詩篇

@tsumogiromi_8842

過敏症候群

花粉臭い痺れを感じつつ、今日も休むこと無く働く。

辛い辛いと口を滑らせ、安易に聞こえ難い戯言に一人、耳を傾ける者が居りました。

「聞こえておりまする、お嬢様。」

済みませン、済みませンでした···

莫迦莫迦しく吐いたその言葉は、自ら出した高いこゑに柔らかく包まれる。

一人の御者は微笑を浮かばせ、「気になさらないでくだされ、私も花粉が辛く感じます」

と、淡い粉を吐いて見せた。

御者は咳き込む素振りを見せつつ、ほほほと薄ら笑いを零す。

見えぬらしき舌打ちをする。

余程耳に悪い言葉だったんでしょうか、顔が強ばる様な頗る恐怖を感じました。

鳥肌が立ち、それが段々蕁麻疹へと化し、アナフィラキシィな反応を起こしました。

呼吸も荒々しく、棒を叩く音で敏感に羽ばたく鳩のような、そんな軽い発作を感じました。

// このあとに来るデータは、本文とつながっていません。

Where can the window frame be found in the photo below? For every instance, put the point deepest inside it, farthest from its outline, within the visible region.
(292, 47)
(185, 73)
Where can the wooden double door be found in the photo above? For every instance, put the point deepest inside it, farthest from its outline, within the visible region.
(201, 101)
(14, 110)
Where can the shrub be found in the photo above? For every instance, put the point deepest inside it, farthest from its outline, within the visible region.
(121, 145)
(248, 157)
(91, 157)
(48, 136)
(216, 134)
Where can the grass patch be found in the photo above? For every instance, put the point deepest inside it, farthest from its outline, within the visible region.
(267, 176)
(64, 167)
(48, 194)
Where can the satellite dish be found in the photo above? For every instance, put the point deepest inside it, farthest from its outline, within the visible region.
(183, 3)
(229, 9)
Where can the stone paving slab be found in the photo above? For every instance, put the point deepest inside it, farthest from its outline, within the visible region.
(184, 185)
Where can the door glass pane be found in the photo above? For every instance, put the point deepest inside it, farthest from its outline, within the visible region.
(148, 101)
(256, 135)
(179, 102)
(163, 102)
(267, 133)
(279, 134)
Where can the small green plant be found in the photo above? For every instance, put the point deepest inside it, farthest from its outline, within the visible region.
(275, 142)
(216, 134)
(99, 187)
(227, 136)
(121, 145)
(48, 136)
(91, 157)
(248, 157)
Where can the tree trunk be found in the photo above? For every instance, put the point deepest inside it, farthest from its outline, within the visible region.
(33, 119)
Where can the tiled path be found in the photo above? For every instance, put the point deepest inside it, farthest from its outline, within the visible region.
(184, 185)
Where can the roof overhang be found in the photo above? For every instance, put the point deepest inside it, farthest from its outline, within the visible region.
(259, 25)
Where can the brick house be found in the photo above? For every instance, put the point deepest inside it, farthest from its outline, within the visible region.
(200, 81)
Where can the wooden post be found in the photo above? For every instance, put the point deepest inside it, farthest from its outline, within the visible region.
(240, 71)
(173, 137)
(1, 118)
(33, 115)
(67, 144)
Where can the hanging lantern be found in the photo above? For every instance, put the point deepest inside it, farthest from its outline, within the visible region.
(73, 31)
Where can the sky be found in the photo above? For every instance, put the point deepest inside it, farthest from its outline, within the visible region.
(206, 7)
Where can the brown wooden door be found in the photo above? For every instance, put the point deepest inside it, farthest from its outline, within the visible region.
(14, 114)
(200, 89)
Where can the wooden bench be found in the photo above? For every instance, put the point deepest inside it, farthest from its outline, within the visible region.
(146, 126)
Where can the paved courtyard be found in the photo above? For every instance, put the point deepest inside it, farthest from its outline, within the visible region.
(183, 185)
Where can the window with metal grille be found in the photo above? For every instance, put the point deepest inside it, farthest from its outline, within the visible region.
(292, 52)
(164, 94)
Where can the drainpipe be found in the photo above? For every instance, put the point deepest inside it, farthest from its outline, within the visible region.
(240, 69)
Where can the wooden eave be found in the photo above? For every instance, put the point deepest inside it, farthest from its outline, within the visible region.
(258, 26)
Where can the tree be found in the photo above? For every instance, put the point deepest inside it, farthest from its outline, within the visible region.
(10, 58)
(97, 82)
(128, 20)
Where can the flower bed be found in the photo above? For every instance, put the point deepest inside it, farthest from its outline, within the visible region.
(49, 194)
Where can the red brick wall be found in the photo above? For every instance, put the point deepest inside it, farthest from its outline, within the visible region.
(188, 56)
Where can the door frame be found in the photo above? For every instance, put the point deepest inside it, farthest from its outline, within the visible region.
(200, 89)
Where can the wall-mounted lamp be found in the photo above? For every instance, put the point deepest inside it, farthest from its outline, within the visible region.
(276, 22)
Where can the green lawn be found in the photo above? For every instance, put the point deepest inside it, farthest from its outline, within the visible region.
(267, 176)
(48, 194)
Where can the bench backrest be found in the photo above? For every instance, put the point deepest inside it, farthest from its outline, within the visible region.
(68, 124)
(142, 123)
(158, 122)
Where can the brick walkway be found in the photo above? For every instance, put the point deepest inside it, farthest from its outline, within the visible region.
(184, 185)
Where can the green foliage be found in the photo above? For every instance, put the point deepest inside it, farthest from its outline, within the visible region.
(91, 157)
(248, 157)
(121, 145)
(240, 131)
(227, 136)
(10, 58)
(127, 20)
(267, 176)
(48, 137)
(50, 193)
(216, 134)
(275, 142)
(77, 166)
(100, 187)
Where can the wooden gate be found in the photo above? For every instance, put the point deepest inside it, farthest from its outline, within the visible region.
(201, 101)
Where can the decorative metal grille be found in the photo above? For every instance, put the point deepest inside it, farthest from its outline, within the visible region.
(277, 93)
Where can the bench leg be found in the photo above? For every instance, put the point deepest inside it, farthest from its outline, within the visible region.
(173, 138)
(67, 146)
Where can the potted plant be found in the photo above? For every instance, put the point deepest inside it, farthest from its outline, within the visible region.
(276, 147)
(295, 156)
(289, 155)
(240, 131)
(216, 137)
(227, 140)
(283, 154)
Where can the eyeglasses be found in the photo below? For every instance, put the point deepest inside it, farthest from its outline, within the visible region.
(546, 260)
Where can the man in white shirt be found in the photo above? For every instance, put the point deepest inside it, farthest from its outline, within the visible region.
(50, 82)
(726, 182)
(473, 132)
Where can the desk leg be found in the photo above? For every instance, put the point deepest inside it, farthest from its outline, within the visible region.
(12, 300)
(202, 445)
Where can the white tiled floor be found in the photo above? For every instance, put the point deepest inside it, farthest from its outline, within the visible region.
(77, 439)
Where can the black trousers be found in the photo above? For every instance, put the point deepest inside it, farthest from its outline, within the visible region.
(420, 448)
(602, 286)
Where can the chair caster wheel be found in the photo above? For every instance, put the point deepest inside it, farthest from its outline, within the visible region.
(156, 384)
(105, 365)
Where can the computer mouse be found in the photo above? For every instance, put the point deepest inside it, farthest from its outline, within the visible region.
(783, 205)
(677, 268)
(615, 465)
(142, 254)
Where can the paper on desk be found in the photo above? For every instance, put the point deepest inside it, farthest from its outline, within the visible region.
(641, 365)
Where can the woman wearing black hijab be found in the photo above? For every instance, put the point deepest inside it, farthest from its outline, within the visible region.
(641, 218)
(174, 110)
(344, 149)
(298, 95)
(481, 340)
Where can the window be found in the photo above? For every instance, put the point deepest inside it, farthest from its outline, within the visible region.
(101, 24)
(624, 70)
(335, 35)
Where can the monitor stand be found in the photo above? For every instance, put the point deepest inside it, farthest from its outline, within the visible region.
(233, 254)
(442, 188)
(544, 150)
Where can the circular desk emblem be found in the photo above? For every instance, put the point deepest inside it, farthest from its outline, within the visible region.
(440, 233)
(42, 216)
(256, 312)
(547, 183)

人間に対する恐怖は差程変わりません。しかし私はその人と話す事を拒みたく思う。

あぁ、辛い、辛い···

また一人が厭になる。

花粉症が二倍くらい重々しい。

そう過剰になり、悔やむ生き恥を覚えます。

残る傷跡を増やしつつ、頗る疲れが迚辛い。

又ひとつ、厭になる。

身体からでなくとも、何時に勿れど、私は未だ目が痒い。